Thread. Check this out. If you don't think absolutely brilliant people can do incredibly dumb things --

Suit: U.S. tried 637 ways to kill Castro

HAVANA (AP) - Schemes to poison a chocolate milkshake and put lethal powder in a scuba diving suit were among the 637 alleged attempts on President Fidel Castro's life recounted this week in a lawsuit against the U.S. government.

Hearings continued Tuesday in the lawsuit, filed in Havana in late May by organizations connected to the government. The suit accuses the United States of conducting a 40-year dirty war against the island nation.

It asks for $181 billion in damages for the deaths of 3,478 Cubans and permanent physical damage to more than 2,000 others in a variety of acts ranging from the Bay of Pigs invasion in 1961 to a string of bombings at Havana hotels in 1997.

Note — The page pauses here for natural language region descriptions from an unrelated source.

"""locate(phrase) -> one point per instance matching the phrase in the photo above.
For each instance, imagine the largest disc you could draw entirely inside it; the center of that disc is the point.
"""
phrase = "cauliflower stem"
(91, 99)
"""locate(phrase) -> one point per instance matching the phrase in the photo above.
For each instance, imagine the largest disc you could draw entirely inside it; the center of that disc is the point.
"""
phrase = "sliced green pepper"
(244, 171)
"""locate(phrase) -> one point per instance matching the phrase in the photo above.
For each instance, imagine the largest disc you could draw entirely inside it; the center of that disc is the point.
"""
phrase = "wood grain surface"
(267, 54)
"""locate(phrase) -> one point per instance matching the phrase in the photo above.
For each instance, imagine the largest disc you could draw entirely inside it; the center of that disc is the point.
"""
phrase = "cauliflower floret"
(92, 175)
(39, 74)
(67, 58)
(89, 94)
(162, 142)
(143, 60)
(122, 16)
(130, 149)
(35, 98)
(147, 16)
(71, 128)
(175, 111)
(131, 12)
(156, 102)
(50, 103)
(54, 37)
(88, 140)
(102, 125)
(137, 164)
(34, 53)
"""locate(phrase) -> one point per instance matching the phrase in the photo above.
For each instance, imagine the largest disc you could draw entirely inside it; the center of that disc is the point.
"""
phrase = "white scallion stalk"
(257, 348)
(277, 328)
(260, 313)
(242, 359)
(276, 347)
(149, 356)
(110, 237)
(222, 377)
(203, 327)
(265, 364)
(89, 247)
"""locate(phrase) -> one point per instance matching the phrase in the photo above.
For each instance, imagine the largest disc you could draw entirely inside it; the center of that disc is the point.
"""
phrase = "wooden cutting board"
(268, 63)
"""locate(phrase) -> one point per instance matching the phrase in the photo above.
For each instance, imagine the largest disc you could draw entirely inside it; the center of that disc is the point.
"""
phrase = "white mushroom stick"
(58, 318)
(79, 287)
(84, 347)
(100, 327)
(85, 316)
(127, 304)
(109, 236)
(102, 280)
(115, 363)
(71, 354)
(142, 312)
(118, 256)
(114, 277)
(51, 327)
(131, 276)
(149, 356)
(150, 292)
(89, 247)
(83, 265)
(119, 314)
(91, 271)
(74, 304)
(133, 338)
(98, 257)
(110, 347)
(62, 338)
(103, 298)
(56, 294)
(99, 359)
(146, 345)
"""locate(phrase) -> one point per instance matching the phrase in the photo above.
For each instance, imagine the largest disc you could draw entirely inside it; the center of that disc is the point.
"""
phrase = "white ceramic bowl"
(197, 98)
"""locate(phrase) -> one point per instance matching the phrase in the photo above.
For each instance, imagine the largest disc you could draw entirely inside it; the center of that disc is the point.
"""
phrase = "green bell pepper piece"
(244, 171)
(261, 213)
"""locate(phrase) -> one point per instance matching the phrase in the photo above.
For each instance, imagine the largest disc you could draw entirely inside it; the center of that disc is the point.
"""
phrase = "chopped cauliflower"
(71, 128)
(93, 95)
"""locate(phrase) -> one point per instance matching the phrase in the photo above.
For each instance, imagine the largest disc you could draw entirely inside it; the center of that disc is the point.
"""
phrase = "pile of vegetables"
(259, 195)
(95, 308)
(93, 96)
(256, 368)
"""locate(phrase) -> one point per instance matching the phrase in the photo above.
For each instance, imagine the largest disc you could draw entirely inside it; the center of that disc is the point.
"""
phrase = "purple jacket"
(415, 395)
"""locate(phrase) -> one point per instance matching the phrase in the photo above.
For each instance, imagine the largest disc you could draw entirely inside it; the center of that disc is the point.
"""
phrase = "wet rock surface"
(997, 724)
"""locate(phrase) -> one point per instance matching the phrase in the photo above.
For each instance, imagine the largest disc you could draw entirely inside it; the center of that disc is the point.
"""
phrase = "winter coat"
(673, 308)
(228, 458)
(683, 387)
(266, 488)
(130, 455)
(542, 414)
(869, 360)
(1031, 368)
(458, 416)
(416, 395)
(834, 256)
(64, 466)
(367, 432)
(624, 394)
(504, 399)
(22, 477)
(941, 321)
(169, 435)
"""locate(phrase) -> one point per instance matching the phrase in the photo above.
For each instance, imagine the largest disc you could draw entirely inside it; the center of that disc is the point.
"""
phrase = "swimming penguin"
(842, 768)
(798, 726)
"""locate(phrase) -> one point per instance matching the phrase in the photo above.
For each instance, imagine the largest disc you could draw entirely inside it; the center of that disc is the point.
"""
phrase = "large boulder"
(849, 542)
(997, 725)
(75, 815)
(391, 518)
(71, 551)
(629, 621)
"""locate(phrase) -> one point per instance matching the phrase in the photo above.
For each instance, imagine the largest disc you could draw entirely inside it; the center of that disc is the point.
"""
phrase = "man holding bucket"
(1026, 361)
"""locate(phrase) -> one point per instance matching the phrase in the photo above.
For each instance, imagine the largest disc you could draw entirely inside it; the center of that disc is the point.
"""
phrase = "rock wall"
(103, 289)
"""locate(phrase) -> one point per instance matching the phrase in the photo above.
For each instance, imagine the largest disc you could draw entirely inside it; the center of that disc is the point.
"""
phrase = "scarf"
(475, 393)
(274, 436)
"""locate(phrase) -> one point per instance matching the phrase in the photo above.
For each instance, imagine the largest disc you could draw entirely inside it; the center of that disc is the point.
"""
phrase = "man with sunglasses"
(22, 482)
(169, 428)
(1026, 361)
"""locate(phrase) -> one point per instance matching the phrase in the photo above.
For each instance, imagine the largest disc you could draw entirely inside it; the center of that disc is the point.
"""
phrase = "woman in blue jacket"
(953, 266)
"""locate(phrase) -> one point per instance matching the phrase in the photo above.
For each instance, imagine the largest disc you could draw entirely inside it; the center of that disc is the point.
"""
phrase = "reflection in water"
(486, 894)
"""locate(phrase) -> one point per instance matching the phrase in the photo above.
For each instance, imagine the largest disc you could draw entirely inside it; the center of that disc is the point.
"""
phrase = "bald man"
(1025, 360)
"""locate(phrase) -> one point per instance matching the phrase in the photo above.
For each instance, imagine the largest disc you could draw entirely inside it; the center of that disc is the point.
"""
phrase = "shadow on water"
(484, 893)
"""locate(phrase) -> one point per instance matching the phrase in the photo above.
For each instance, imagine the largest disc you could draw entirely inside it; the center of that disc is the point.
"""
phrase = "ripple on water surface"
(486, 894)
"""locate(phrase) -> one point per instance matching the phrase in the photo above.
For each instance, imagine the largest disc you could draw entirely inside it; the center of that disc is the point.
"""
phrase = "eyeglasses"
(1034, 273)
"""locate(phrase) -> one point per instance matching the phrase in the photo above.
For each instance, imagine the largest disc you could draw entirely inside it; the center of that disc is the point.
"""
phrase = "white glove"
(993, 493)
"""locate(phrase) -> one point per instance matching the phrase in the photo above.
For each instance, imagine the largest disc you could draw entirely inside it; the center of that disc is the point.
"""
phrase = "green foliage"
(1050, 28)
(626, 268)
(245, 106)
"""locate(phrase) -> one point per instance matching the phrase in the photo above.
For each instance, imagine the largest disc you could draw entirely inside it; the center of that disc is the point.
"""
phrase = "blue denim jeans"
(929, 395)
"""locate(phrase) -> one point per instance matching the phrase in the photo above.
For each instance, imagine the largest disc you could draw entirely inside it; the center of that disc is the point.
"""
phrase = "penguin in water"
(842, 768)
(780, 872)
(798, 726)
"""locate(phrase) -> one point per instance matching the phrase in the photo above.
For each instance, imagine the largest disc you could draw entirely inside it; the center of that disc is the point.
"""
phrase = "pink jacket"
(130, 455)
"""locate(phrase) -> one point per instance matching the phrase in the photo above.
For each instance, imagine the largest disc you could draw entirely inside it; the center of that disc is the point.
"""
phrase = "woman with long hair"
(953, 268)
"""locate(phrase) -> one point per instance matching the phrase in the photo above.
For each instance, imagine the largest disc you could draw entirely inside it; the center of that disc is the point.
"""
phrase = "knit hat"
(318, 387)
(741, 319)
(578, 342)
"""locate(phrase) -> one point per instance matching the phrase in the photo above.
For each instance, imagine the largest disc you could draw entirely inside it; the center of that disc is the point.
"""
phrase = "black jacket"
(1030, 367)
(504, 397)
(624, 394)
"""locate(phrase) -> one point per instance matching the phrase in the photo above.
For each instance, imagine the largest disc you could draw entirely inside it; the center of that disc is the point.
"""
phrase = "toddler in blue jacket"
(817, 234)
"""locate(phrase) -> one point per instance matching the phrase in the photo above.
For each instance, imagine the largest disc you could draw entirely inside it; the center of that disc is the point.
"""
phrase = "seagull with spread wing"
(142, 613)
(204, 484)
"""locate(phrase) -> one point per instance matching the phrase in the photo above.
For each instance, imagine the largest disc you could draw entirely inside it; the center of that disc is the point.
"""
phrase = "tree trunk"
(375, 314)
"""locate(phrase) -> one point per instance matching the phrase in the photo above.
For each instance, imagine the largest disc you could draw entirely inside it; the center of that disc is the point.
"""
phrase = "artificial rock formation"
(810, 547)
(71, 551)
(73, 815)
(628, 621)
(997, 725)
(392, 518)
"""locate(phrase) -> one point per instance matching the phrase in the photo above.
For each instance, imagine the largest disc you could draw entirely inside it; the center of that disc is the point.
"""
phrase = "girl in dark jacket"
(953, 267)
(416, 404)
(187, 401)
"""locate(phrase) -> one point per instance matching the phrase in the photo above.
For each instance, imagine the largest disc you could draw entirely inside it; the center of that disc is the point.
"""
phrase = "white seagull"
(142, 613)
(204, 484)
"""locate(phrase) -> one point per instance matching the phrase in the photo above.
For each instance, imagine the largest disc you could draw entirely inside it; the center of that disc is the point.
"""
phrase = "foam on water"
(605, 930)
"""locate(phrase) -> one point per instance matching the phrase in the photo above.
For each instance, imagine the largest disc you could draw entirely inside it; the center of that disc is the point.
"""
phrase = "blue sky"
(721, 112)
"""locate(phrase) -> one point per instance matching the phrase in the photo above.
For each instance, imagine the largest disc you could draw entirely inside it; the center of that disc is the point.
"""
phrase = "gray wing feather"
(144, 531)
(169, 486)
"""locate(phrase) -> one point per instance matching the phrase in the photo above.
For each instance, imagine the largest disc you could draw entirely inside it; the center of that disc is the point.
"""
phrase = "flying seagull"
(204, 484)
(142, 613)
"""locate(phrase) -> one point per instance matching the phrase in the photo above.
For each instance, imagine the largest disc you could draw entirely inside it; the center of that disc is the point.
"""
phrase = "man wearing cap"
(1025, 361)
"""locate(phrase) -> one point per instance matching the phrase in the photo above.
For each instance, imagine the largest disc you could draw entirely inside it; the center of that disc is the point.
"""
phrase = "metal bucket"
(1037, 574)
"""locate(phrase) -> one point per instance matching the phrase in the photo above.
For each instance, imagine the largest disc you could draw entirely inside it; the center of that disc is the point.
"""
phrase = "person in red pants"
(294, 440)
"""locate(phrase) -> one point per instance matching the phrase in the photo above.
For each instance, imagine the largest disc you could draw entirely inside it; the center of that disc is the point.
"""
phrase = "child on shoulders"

The hearings on Tuesday included testimony about a 1981 dengue epidemic that Havana maintains was deliberately introduced on the island by the American government in an attempt to topple Castro's communist system. The epidemic killed 158 people, including 101 children.

No U.S. representative attended the court proceedings and the U.S. government has not commented on the claims.

Scores of people testified and huge piles of written evidence were presented. Attorneys for the plaintiffs are to offer their summation on Wednesday.

While the Cuban government used the hearings to make a political point, it appeared unlikely the lawsuit would result in any damages being paid. There are no American funds in Cuba that can be frozen and seized.

The plaintiffs include the National Association of Small Farmers, the Federation of Cuban Women, the Communist Workers of Cuba and the Federation of University Students - all mass organizations associated with Cuba's government.

The lawsuit appears to be Havana's answer to a lawsuit in the United States.

In that case, a federal judge in Miami has ordered Cuba to pay $187 million to the families of three Americans killed in 1996 when Cuban military jets shot down two small private planes off the island's coast.

Cuban authorities were angered by that lawsuit, and by attempts to seize Cuban funds from telephone companies operating long-distance phone service between the two countries.